The backlash against the military regime's plan to erect a single entity to control all international internet traffic should not deter authorities from trying to improve the country's digital infrastructure.
The government should realise from the single gateway symbolic protest that cybersecurity should sit high on its list of things to do as it marches on to make its digital economy vision materialise.
If government leaders are not too fixated on seeing opponents to its single gateway idea as being anti-coup or excessively liberal, they should be able to learn a few things from the ongoing debate about the proposal, and even spot opportunities for future development.
The first case in point is evident in the collective attempt by ordinary online users to cripple government websites by overloading their capacity to host visitors simultaneously to show their opposition to the single gateway "initiative".
The government was lucky the cyber-attack was meant as a symbolic protest. The damage was limited only to loss of face for some senior executives.
What the government should learn from the incident, however, is how vulnerable their websites are to attacks, even simple ones by ordinary citizens and not expert hackers.
It might argue that these web pages are there for public services and do not contain classified information. Still, the weak points should not be overlooked.
As opponents to the single gateway idea have pointed out, security in the IT system need not come from a single control point, which may be helpful for content screening but could compromise the system's integrity.
The recent hacking of The Mall Group's database by a group called Lizard Squad is another case that should alert authorities about the need for cybersecurity.
It is comforting that the country has been able to rely on services from the Computer Security Incident Response Team (ThaiCERT) in dealing with computer security incidents since 2000. Still, a 2013 security report by British-based SophosLabs should remind authorities that all is not well.
In the report, Thailand was identified as the third-riskiest country for cybersecurity in Asean. Data from ThaiCERT shows that Thailand has come under more than 3,500 cyber attacks this year, which include more than 900 cases of fraud and more than 800 intrusions.
The government, especially the new Information and Communication Technology minister, should also realise that several other urgent tasks are waiting to be implemented in preparation for the digital economy plan which it committed to the public.
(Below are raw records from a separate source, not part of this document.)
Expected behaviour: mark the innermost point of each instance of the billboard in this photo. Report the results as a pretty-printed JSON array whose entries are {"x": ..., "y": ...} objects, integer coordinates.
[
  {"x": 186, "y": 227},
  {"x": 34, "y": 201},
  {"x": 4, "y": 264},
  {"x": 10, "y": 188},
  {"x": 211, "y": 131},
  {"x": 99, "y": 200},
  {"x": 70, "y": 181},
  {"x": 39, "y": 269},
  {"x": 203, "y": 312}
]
Following the latest cabinet reshuffle, the policy championed by former deputy prime minister MR Pridiyathorn Devakula seems to have been halted.
It is not even clear whether the national digital economy committee, which was set up on an ad hoc basis, is still functional as several of its members were removed during the reshuffle.
There is no disputing that telecommunications infrastructure projects under the digital economy policy should go ahead.
These development projects, including the construction of a national broadband network, creation of national data centres and implementation of necessary laws to support the digital policy, will set the country on a new development path.
The government will receive public support if it pursues projects that harness the power of the internet to enrich people's lives, not deprive them of opportunities.